AWD: Do you have any notions of what is to come next with your work?
CHRISTIAN NGUYEN:
I like to work with many ideas at the one time and try to think expansively and broadly. I enjoy the process of researching my work and ideas in a historical context to find the discussions that have occurred before and to continue the thread of conversation from my current perspective. I have always been interested in the relationship between corporate and sacred space and use this core theme as a starting point for new ideas.

AWD: Do you feel like you have actualized what you would like to communicate?
CHRISTIAN NGUYEN: There is a difference between illustrating an idea and creating the space to enter a forum of ideas. I am more challenged by the former. I create a space that I can step into and explore. Even though my work seems tight and rational, I actually let the conceptual process come as the work is made. In this way, I feel a connection is made between the practice of drawing and seeing.

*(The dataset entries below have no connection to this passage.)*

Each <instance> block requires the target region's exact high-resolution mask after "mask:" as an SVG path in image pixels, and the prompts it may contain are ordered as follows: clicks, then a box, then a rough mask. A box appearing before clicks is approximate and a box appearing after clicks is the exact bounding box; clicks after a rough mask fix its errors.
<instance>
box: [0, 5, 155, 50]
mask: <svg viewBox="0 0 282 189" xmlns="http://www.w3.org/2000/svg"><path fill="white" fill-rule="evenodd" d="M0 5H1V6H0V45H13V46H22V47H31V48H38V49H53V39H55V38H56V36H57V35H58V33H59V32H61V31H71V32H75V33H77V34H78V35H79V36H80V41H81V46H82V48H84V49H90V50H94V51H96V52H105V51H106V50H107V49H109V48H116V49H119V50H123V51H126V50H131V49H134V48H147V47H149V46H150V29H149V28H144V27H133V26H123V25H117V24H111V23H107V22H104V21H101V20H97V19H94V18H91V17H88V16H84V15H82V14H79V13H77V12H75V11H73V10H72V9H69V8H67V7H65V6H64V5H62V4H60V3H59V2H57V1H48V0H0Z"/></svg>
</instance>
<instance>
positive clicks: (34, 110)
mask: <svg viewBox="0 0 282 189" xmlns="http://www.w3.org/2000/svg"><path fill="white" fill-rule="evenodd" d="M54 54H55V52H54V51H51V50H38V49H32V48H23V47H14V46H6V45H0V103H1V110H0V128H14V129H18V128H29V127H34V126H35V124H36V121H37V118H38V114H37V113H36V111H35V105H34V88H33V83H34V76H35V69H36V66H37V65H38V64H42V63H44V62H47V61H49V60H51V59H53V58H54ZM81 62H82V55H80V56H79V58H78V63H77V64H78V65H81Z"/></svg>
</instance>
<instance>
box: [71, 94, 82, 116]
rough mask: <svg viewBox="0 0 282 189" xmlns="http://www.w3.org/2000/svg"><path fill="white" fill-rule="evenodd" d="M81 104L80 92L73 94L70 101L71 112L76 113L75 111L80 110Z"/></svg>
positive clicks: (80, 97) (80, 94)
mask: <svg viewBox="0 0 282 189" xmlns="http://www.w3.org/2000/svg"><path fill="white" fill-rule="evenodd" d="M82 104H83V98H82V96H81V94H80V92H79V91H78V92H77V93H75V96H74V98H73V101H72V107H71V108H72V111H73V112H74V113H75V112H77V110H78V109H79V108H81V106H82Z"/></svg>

AWD: Which is a more important to you the process of creating work or the final outcome?
CHRISTIAN NGUYEN:
The process has become important because the drawings themselves are stages of mapping a metaphoric and a fictitious space. If you look at the early drawings, they are focused on a theme whereas the later drawings are passages from one idea to another. This applies as well with other media. Working in a visual medium emphasizes the necessity of looking and then responding. I am not a conceptualist, and work is completed by textual or verbal description is just not my thing. The conceptual response, in my opinion, occurs when the intellect is confronted with something that comes from a deeper source. I believe in the phenomena of recognition that can exist on a subtle and primal level that triggers unexpected reactions. Thus, the final outcome or moment of completion opens more channels and introduces more questions.